Calling Baltimore's Dan Deacon eccentric hardly does justice to the word. He thinks nothing of carting two suitcases filled with battered electronic gear from city to city for more than three hundred shows in a little over two years; having arrived at the venue, Deacon readies his pedals, sine wave generator, vocoder, and Casio for another manic show. For those who missed the show, Spiderman of the Rings compiles pounding dance cuts, cartoonish vocal chants, and squealing synth-pop into a hot-wired forty-six minute romp.

The opener, “Wooody Woodpecker,” would probably induce heart failure in Mel Blanc were he still alive. Hilarity immediately ensues with Woody's familiar laugh sped up and slowed down but Deacon slyly hints at his classical training (a Masters degree in electroacoustic composition) by underlaying it with a four-note theme, arpeggios, and flourishes that sound like something Philip Glass might have composed on acid. “Crystal Cat” starts out as a bleeding synth workout but then morphs into a surf-rock blazer over which sails Deacon's alternately manic and distortedly squealing vocal.
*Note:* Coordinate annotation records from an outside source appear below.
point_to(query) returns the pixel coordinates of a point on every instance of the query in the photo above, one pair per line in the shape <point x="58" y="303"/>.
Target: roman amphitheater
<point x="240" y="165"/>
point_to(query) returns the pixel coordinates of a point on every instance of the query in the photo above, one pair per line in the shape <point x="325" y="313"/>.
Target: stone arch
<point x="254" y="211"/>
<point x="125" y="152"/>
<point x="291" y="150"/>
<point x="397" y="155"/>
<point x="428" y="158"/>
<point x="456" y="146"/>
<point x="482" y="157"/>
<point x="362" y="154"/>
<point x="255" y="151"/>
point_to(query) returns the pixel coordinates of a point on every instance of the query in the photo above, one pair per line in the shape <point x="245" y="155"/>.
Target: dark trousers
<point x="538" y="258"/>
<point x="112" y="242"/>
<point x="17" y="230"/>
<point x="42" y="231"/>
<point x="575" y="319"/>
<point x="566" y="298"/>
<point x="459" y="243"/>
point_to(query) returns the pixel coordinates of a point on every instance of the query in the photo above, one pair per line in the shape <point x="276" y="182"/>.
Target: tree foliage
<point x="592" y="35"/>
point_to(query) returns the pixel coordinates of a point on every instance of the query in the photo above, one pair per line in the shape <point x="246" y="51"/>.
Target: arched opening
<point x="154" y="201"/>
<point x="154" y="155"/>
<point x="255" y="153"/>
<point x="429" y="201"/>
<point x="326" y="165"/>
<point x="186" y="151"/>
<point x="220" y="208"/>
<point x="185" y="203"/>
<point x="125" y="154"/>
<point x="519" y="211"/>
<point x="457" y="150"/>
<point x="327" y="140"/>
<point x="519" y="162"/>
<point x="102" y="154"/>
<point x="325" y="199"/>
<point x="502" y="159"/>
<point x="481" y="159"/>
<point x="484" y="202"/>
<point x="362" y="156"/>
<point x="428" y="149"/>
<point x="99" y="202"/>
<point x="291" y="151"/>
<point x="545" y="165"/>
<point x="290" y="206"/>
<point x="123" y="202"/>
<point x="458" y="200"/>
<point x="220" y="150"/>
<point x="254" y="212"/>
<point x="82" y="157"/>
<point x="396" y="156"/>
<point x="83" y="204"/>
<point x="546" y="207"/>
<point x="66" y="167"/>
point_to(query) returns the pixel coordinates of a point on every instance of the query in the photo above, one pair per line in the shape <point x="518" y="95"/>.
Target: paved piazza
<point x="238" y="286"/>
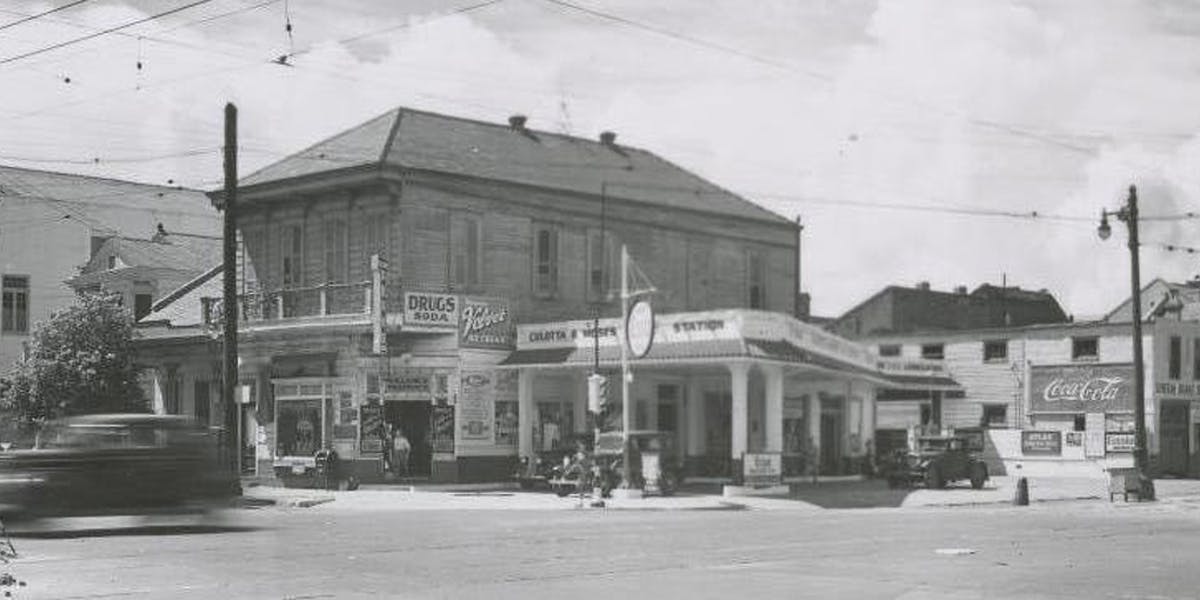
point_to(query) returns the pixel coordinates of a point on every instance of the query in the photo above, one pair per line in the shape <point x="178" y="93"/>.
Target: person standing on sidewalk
<point x="400" y="451"/>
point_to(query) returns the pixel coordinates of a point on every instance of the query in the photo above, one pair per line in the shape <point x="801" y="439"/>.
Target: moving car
<point x="657" y="465"/>
<point x="937" y="461"/>
<point x="539" y="471"/>
<point x="117" y="465"/>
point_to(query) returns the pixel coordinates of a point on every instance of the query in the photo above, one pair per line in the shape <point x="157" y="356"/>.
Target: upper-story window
<point x="545" y="259"/>
<point x="15" y="304"/>
<point x="1175" y="358"/>
<point x="756" y="280"/>
<point x="1195" y="359"/>
<point x="292" y="255"/>
<point x="336" y="250"/>
<point x="995" y="351"/>
<point x="604" y="264"/>
<point x="466" y="256"/>
<point x="376" y="240"/>
<point x="1085" y="348"/>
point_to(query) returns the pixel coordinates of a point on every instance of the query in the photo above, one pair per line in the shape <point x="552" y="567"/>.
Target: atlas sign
<point x="1081" y="389"/>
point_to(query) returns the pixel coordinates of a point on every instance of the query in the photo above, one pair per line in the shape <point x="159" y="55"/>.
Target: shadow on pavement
<point x="108" y="532"/>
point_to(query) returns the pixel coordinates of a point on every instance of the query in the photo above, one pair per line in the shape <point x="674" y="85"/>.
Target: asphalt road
<point x="1084" y="550"/>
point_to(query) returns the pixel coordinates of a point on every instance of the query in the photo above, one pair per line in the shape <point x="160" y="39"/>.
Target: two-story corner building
<point x="901" y="310"/>
<point x="142" y="271"/>
<point x="51" y="223"/>
<point x="479" y="227"/>
<point x="1059" y="399"/>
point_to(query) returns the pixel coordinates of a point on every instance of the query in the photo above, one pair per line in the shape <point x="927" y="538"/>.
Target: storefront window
<point x="555" y="423"/>
<point x="300" y="432"/>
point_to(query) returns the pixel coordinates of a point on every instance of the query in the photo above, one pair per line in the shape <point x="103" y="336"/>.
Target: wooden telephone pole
<point x="229" y="304"/>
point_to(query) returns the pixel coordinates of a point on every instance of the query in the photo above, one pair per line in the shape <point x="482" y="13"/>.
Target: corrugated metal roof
<point x="462" y="147"/>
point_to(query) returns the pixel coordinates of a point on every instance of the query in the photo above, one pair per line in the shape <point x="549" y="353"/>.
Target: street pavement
<point x="535" y="545"/>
But lest anyone prematurely dismiss Spiderman of the Rings as nothing more than Looney tunes, Deacon drops a twelve-minute epic into the album's middle. “Wham City” (a Baltimore loft space and arts collective of which Deacon is a member) is as serious a piece as Deacon's probably interested in creating, though its caffeinated mix of barking vocal choirs, pulsating synthesizer patterns, and raucous rhythms is simultaneously serious and jubilant. Plus he follows it with a disarmingly pretty lullaby of vibraphone sparkle and sleepy organ tones that'd make Lullatone envious (“Big Milk”) and, later, a similarly-polished and exuberant instrumental (“Pink Batman”) that shows he's capable of crafting sophisticated, classical-influenced material when the mood strikes. Generally speaking, though, Deacon never lets things get too ponderous and dedicates most of the album to sputtering electronics, exploding Casios, and barking choruses.